Davalı, üçüncü ortağın davaya dahil edilmesi gerektiğini, taşınmazları ortakları ..."ın sattığını, davacının alacağını aldığını belirterek, davanın reddini istemiştir.
Mahkemece; tapu iptali-tescil talebi yönünden karar verilmesine yer olmadığına,
alacak talebi yönünden açılan davanın kabulüne, 60.000,00 TL"nin davalıdan alınarak davacıya verilmesine karar verilmiş; hüküm, davacı vekili tarafından temyiz edilmiştir.
1-Dava konusu uyuşmazlık; adi ortaklıktan kaynaklanan alacak istemine ilişkindir.
Adi ortaklığın tüzel kişiliği olmadığı için, taraf ehliyeti de yoktur. Bu nedenle, adi ortaklığa ilişkin davalarda, adi ortaklığı oluşturan kişilerin taraf olarak hep birlikte hareket etmeleri gerekir. Adi ortaklığa karşı açılan dava, diğer ortakların tümüne karşı yöneltilmiş demektir. Başka bir anlatımla, aktif ve pasif taraf ehliyeti tüm ortaklara aittir. Bu açıdan ortaklar arasında mecburi dava arkadaşlığı vardır. Adi ortaklık adına, üçüncü kişiler aleyhine açılacak davaların bütün ortaklar tarafından açılması gerekir. Aynı şekilde, bir ortağın diğeri aleyhine açtığı davada da, tüm ortaklar davaya dahil edilmelidir.

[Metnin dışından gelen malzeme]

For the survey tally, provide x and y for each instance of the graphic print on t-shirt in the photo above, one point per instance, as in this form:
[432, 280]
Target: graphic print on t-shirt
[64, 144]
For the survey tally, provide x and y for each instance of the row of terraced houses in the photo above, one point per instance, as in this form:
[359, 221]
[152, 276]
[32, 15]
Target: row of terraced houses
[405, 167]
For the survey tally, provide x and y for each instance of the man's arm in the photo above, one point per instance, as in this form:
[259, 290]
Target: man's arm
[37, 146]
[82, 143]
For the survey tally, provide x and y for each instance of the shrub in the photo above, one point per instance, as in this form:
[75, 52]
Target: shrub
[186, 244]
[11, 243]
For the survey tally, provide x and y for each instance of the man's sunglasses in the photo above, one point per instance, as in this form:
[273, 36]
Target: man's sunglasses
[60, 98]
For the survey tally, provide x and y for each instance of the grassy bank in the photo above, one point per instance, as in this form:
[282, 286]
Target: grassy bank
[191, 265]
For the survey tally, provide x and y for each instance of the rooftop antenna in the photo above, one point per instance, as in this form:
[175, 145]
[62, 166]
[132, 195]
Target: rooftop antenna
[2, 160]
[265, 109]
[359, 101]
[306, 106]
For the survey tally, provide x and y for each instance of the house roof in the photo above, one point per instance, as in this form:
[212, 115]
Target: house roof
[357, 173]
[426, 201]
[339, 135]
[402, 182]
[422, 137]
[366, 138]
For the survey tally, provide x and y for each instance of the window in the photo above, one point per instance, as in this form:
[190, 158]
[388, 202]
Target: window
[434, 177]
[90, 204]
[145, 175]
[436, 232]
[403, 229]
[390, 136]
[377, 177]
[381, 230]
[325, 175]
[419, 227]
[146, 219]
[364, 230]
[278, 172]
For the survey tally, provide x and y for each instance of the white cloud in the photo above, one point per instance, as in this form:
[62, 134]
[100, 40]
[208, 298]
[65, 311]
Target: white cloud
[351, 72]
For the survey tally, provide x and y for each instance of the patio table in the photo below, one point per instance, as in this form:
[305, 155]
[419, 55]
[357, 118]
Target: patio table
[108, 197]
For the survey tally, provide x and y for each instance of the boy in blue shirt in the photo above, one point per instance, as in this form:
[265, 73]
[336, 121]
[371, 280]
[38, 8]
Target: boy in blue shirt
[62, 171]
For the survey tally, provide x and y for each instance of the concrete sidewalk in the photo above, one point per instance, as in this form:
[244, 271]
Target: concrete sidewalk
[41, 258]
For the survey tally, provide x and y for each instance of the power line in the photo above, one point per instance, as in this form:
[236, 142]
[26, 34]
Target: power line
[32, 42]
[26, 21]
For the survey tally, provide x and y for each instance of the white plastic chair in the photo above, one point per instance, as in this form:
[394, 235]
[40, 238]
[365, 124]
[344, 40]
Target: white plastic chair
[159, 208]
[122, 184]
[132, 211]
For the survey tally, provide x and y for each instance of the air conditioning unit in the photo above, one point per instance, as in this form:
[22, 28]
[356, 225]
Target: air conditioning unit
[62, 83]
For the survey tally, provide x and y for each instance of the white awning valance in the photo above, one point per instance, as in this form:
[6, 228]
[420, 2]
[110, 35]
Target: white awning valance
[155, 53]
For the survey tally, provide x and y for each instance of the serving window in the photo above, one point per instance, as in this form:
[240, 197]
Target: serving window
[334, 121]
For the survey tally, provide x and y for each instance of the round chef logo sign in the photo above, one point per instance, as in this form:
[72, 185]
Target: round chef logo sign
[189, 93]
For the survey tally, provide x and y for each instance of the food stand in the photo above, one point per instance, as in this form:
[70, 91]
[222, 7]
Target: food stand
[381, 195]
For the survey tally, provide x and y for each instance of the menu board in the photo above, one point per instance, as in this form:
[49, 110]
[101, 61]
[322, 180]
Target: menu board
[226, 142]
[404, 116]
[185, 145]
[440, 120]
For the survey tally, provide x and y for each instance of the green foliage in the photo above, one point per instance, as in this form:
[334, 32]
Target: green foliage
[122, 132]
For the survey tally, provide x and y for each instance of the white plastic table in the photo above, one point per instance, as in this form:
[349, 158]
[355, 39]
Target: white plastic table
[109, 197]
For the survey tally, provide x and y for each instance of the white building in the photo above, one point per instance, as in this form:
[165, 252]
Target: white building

Somut olayda; tarafların ve mahkemenin de kabulünde olduğu üzere müteahhitlik konusunda; davacı, davalı ve dava dışı ... arasında bir adi ortaklık bulunduğu anlaşılmaktadır. Buna göre davanın; davaya konu adi ortaklığın diğer ortağı ... "a da yöneltilmesi gerekmektedir.
O halde; mahkemece dava dışı ortak ... "ın da davaya taraf olarak katılımı sağlanarak oluşacak sonuca göre bir karar verilmesi gerekirken, taraf teşkili sağlanmadan eksik inceleme ile yazılı şekilde hüküm tesisi usul ve yasaya aykırı olup, bozmayı gerektirmiştir.
2- Bozma nedenine göre, diğer temyiz itirazlarının şimdilik incelenmesine gerek görülmemiştir.
SONUÇ: Yukarıda birinci bentte açıklanan nedenlerle hükmün HUMK"nun 428. maddesi gereğince BOZULMASINA, ikinci bentte açıklanan nedenle diğer temyiz itirazlarının incelenmesine şimdilik yer olmadığına, peşin alınan temyiz harcının istek halinde temyiz edene iadesine, 6100 sayılı HMK"nun geçici madde 3 atfıyla 1086 sayılı HUMK.nun 440.maddesi gereğince kararın tebliğinden itibaren 15 günlük süre içerisinde karar düzeltme yolu açık olmak üzere, 12.03.2018 tarihinde oybirliğiyle karar verildi.